# What's New in Winter Valley - October 2009



## dawinter (Jan 2, 2008)

The October What’s New is up and running at *http://www.wvrr.ca/new.htm .
* 

I hope you all enjoy the little story and maybe even pick up a pointer or two along the way. Perhaps Loree’ will be back home for Christmas.


Dave


----------



## ThinkerT (Jan 2, 2008)

*http://www.wvrr.ca/new.htm**l*


----------



## dawinter (Jan 2, 2008)

Ah yes! Cut and paste. Looks as if my scissors got away from me.

Thanks


----------



## ThinkerT (Jan 2, 2008)

http://www.wvrr.ca/new.htm 

So I figured I’d wander over to the bike shop and see what “Crotch Rocket” Ricky was up to. He was always trying to sell me one of those things and it seemed to be my task in the relationship to find new ways to say no. Had I ever said yes I probably wouldn’t have been dead by now. Roads around here were mostly loose gravel, or just plain bad, and they wouldn’t get any better under a speeding two wheeler. At 50 miles per hour it was tough staying upright in my big old Jeep. 
'...probably *wouldn't* have been dead by now...' ??? Must be 'probably would have been dead by now'...for a moment there I had this bizarre notion that you and Fritz had entered into collaboration, and your narrator was one of his zombies! 
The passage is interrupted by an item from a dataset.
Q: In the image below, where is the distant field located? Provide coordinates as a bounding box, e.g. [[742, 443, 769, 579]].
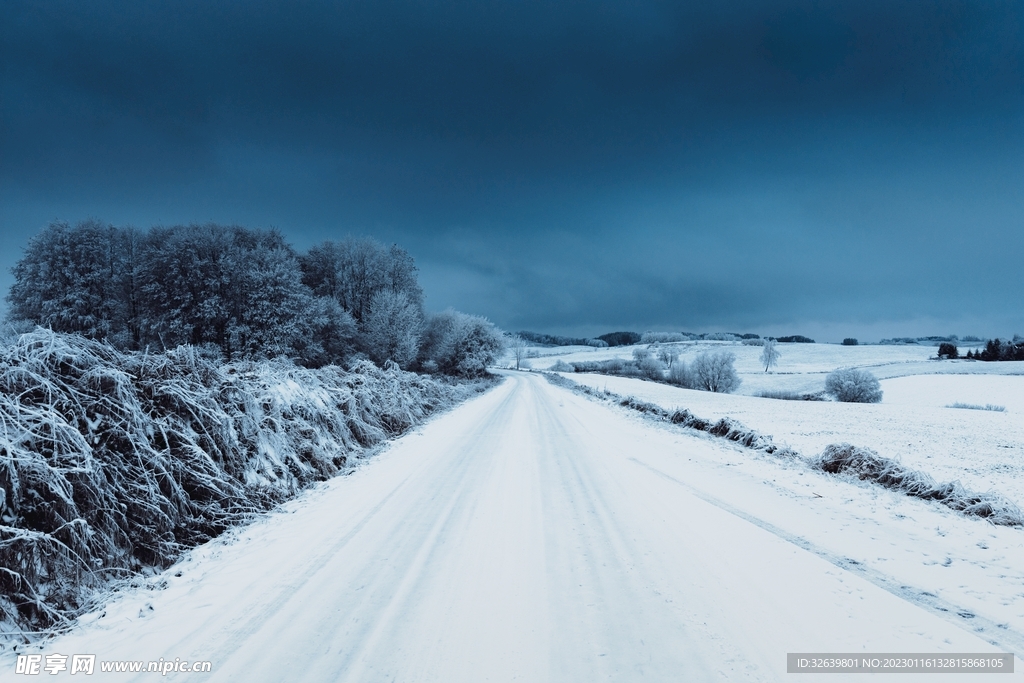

I really liked the 'builders comments' with the various scenes. From my own recent (and recently stalled) efforts, I know that trying to determine just how much building, track, or most anything else you can *comfortably* fit into a given space can be a major pain. Yes, that small yard looked fine on the track plan, and really did measure out right and is reachable...but it sort of cuts way down on everything else that would help make the scene 'work'.


----------



## dawinter (Jan 2, 2008)

Posted By ThinkerT on 07 Oct 2009 12:45 AM 
http://www.wvrr.ca/new.htm 

So I figured I’d wander over to the bike shop and see what “Crotch Rocket” Ricky was up to. He was always trying to sell me one of those things and it seemed to be my task in the relationship to find new ways to say no. Had I ever said yes I probably wouldn’t have been dead by now. Roads around here were mostly loose gravel, or just plain bad, and they wouldn’t get any better under a speeding two wheeler. At 50 miles per hour it was tough staying upright in my big old Jeep. 
'...probably *wouldn't* have been dead by now...' ??? Must be 'probably would have been dead by now'...for a moment there I had this bizarre notion that you and Fritz had entered into collaboration, and your narrator was one of his zombies! 

I really liked the 'builders comments' with the various scenes. From my own recent (and recently stalled) efforts, I know that trying to determine just how much building, track, or most anything else you can *comfortably* fit into a given space can be a major pain. Yes, that small yard looked fine on the track plan, and really did measure out right and is reachable...but it sort of cuts way down on everything else that would help make the scene 'work'. 


There you go see? You can't have enough proof readers. My oldest set of 'notes' has *"I probably wouldn't* be alive now". I didn't like the way it flowed. Well, I changed 1/2 of it anyway.







With respect to track - scenery ratio: Even during my 30+ years doing N scale I put scenes first and track second and I found I still had plenty of operational possibilities. I was modelling a railway after all so that aspect kind'a took care of itself. I also viewed most small areas through a camera. That really helps the balance.

Dave


----------



## Tom Thornton (Nov 18, 2008)

Dave I have enjoyed your railroad for some time now and I'm a regular reader of your updates. Keep up the good work. I look forward to the latest update.

Tom Thornton


----------



## dawinter (Jan 2, 2008)

Posted By Tom Thornton on 14 Oct 2009 06:09 AM 


Dave I have enjoyed your railroad for some time now and I'm a regular reader of your updates. Keep up the good work. I look forward to the latest update.

Tom Thornton


Thanks Tom. I'm grad you drop by from time to time.

I'm building a swimming hole scene now that I want to feature in December. The lights are on the fishing wharf anyway. It's a serious challenge because I've never done anything quite like this, even in N scale so.....

In the meantime I will talk modelling in the Proto-file every month. Some folks get seem to get more out of that than my little fantasies.







Who'd a' thought. 
Dave


----------



## Tom Thornton (Nov 18, 2008)

Dave What bis Proto-file?

Tom Thornton


----------



## dawinter (Jan 2, 2008)

Tom

If you scroll down a little on the Winter Valley home page you'll see Proto-file in a small box on the left.

http://wvrr.ca/prototype.htm

There are 4 new 1:1 pictures posted there every month along with a modelling observation that might help people to look at their scenery differently. Take a look when you can. Enjoy.

Dave


----------



## Tom Thornton (Nov 18, 2008)

Thanks Dave. I will be sure to stop in from time to time. Great pictures too.

Tom Thornton


----------



## Ray Dunakin (Jan 6, 2008)

Very nice! I too, enjoyed the builder's comments.


----------